Medical Device Daily Executive Editor
MINNEAPOLIS – So you’re running – or perhaps funding – an early-stage medical device company. You obviously face plenty of challenges, but which among them are (or should be) front-of-mind?
To Geoff Pardo, a member of a panel assessing “Pre-FDA Approval Challenges” during last week’s Medtech Investing Conference at the Radisson Plaza Hotel in downtown Minneapolis, one of the most important involves the regulatory path of the technology on which the company is focusing its efforts.
Pardo, a principal with Spray Venture Partners (Newton, Massachusetts), said, “If the regulatory path is not well-defined, you need to know the timeline that will be involved.”
Making decisions on such things as an in U.S./outside U.S. regulatory path or animal/human studies, he said, is a matter of “balancing the business risks with the regulatory requirements.”
Noting that “there are a lot of choices you can make” in deciding on the regulatory path, he cited such basic early decision points in U.S./outside U.S. regulatory paths and animal/human trials.
For Amir Nashat, a Polaris Venture Partners (Waltham, Massachusetts) principal, “you need to develop a close relationship with the regulatory folks early on.” That helps, he said, with the “give and take with the FDA on what’s possible and what’s not.”
He also endorsed the “outside U.S.” strategy, saying it is “one that works.”
Linda Alexander, president of Alquest (Minneapolis), a medical technology-specific contract research organization, the goal should be “to meet the [regulatory] requirements in a minimal way in order to get to market faster.” That means one of the key things to look for “is how creative the person is who is in control of the process.”
As had Nashat, she emphasized the building of relationships with those who are key to the regulatory process. “Meet with the FDA early and often,” Alexander said. “Know who the people are [and] approach them when you begin to have information they will need in order to make their decision.”

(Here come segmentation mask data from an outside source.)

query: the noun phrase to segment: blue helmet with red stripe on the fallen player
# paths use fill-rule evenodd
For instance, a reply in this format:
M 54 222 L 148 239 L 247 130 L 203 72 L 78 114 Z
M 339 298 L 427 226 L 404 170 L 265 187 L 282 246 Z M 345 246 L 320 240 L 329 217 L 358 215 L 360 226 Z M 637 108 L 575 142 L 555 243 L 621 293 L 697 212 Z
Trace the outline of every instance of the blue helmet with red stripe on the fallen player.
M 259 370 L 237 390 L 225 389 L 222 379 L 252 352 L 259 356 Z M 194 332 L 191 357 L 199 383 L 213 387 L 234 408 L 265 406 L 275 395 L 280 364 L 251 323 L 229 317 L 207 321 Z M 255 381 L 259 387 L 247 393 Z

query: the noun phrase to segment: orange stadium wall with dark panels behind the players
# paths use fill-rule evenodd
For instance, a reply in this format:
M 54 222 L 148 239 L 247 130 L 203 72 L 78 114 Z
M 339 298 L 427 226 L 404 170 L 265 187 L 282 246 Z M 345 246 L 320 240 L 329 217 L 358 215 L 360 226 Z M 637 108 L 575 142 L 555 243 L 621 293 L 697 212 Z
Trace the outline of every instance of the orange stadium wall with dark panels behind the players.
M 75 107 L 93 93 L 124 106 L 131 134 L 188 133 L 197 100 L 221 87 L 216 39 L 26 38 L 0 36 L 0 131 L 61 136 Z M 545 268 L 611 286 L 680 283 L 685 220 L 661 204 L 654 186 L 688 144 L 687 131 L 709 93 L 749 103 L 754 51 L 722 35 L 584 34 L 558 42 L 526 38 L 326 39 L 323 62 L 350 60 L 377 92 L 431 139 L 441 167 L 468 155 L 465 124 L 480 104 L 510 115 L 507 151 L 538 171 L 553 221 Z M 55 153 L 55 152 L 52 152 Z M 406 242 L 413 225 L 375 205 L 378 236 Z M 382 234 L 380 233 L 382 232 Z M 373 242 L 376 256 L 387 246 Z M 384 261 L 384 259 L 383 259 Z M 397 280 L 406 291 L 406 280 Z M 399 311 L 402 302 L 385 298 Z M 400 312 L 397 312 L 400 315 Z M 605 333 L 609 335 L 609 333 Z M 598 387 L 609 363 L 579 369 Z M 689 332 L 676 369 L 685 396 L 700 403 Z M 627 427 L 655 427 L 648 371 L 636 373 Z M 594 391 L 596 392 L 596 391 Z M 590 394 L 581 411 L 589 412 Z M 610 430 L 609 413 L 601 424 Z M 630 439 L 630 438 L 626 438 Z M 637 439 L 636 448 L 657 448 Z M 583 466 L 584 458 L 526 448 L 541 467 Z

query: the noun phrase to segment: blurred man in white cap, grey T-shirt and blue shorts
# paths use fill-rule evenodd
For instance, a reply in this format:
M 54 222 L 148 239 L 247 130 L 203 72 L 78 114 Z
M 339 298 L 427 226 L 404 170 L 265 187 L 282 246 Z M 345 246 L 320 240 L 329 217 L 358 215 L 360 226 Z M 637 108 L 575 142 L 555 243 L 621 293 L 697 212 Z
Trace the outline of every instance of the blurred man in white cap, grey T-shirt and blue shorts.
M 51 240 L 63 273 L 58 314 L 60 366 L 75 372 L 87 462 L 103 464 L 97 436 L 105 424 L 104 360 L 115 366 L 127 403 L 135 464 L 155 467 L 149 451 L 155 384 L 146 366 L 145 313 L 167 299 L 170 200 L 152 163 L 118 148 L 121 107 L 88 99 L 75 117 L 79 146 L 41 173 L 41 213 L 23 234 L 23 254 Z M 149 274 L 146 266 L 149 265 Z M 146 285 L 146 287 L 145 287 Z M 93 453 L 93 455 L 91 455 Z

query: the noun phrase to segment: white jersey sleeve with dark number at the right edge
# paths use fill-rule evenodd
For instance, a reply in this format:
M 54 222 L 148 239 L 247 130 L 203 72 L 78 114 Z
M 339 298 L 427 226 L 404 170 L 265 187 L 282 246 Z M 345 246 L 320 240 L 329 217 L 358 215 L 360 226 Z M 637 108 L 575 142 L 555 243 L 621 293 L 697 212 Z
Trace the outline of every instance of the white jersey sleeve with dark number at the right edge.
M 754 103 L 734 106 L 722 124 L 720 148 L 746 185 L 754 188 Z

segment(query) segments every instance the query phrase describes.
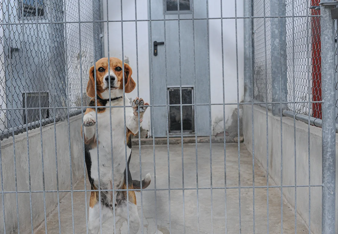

Pardo added: “The FDA usually knows what it’s talking about; you want to listen to them.”
One thing that’s important in preparing for a regulatory submission, Alexander said, “is to know the downside of the technologies that are already out there. That’s a key, she said, “in addressing with the agency how you are going to impact the market.”
Citing what she hinted is an all-too-common failing on the part of some early stage companies, she told the entrepreneurs in the audience: “You want to remain the expert on your product; you don’t want the FDA to help you develop [it].”
Urging such companies to “rely heavily on experts,” Nashat said such companies should “work with companies experienced in the regulatory process,” adding that many of them often have previously worked at the FDA.
“It’s helpful to kind of pre-test your idea” on such people, he said.
Fellow panelist Chantal Carson, section manager for medical and laboratory devices at Underwriters Laboratories (Northbrook, Illinois), said, “Start early in the design process to understand what the requirements are going to be” when you get to the FDA. “Those people [who know about the regulatory side of things] need to be involved early on in the development process.”
Noting that “regulatory is just part of the process,” Nashat said that while a regulatory person “should be one of the first hires, you then need to hire a marketing person in order to understand what the physician wants.”
Responding to an audience member’s suggestion that getting a humanitarian device exemption (HDE) for your product allows it to be marketed for a de novo indication, Alexander said: “That’s a really good call – part of the ‘creative thought’ process I was talking about earlier.”
She added that a de novo application “can usually get by with a somewhat lesser clinical study than, for example, a premarket approval [PMA] application.”
An HDE is a particularly good approach, Alexander said, “when you have a very small potential market for your product.”
In offering closing cautionary comments, Pardo noted that a company might want to take the more arduous PMA route to approval for competitive reasons, “to keep those who come behind you from just doing a 510(k)” and jumping more quickly into the marketplace.
Carson, whose firm is one of 14 companies accredited by the FDA as third-party reviewers, touted that process as a path to shorter review times. “Turnaround time is much quicker,” she said, “an average of 74 days with third-party reviewers rather than 91 days by the agency itself.”
For her part, Alexander noted: “In order to gain approval for a medical device, you need to be closely connected to the physician community.”